OAKLEY -- As a young mother with a special-needs child, Laura Hernandez was feeling "alone and isolated." She had no real support and no outlet away from her special needs child or her other children.
To add to her complications, English is her second language, and she had a hard time finding those who shared her concerns or help in dealing with her children now and in the future.
When she heard about the "Grupo de Apoyo para Padres" several months ago, Hernandez decided she was the perfect candidate for the parents support group. Like many parents of children with disabilities, she had a hard time coping with the stress of parenting a special-needs child, but upon graduation from the 10-week course in Oakley, she found the inspiration she needed, as well as friendships that she hopes will provide continued support.
"What I found in this class will not only help me succeed as a parent but help my child become a better citizen," said Hernandez, an Antioch resident.
Mireya Barajas, and her 2½-year-old son Maxiliano, attended the classes to help her deal with stressful situations. With another child soon on the way, Barajas will have her hands full with two small children.
"The program really helps with teaching patience," Barajas said.
She finds it useful to learn about the different stages a child goes through, explaining they may act this way now but change within the next couple of years. As a parent, she feels better understanding the stages of change and how to cope with them.

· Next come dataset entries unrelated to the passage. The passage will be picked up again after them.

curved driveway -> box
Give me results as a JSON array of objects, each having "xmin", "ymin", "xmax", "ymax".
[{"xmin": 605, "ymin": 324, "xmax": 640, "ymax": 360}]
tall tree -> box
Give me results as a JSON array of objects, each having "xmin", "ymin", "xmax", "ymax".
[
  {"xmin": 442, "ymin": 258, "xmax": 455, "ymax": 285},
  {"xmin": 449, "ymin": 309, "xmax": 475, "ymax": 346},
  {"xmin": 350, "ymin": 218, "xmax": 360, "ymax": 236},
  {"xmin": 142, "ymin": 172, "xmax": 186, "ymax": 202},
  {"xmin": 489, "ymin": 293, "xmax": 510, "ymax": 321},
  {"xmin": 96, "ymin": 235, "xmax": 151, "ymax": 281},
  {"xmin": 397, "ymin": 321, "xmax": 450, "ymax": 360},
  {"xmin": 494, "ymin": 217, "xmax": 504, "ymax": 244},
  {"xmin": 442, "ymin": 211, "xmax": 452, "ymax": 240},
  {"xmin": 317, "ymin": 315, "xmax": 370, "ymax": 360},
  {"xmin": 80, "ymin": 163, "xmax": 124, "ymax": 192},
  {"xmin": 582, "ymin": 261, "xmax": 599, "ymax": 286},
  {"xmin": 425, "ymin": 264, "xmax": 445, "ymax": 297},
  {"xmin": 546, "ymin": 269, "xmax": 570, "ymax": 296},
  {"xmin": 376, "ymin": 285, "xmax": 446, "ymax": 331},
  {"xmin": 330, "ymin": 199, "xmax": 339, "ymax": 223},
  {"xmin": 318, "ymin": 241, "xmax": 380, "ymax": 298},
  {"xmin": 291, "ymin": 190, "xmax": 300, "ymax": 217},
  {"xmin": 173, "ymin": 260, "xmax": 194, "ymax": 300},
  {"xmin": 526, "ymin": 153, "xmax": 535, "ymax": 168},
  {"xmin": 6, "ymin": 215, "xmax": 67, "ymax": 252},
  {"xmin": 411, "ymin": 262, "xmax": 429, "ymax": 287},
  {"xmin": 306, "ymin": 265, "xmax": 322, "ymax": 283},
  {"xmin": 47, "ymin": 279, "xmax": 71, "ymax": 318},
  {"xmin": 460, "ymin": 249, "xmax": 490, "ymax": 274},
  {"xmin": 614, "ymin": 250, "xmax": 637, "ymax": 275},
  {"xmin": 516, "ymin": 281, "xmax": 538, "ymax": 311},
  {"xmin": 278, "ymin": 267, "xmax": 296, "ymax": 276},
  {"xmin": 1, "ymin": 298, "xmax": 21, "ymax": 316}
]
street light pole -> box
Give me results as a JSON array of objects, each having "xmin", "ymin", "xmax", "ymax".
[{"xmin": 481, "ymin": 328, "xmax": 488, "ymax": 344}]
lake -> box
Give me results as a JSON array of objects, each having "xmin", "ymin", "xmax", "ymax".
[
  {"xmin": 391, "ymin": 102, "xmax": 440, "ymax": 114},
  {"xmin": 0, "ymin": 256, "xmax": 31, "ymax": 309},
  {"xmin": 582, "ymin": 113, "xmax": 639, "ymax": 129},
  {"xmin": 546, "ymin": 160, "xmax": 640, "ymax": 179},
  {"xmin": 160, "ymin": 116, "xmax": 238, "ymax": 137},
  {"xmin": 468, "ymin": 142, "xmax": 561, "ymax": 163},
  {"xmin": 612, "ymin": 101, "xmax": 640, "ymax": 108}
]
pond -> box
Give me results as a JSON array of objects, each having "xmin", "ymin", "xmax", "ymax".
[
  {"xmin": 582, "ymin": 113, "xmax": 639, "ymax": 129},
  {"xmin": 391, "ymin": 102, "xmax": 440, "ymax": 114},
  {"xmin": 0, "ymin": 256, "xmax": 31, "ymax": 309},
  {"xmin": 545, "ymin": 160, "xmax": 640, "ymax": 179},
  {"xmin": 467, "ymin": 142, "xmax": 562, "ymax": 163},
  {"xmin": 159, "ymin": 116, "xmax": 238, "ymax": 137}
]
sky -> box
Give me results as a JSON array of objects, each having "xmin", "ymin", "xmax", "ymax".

The program, provided free by Care Parent Network along with two other county organizations, Contra Costa County First 5 and Counseling Options and Parent Education (COPE), was developed to help parents garner the power of positive parenting, to help raise confident, competent and resilient children.
"This course isn't teaching anything new but helping the parents internalize and remember to use the parenting skills they already have," said Cathy Botello of COPE, whose organization helped to develop the Triple P-Positive Parenting Program that the parent support group uses.
Botello explains that the program is all about planning. "Some parents dread the idea of taking their special needs children out into public situations," she said. "The program teaches parents to prepare for the high-risk settings by making simple decisions. For example, bringing something to distract the child when they might otherwise get too stressed."
Botello said a program like this, which specializes in working Latino families, could not be possible without organizers like Angela Gattis, a Care Parent Network family support specialist who runs the "Grupo de Apoyo para Padres" program. Gattis is bilingual and can help the Spanish-speaking parents understand the program better.
This program is at a close but will continue again in the spring. All three organizations offer help for families, not only with special needs children but also with a wide array of needs.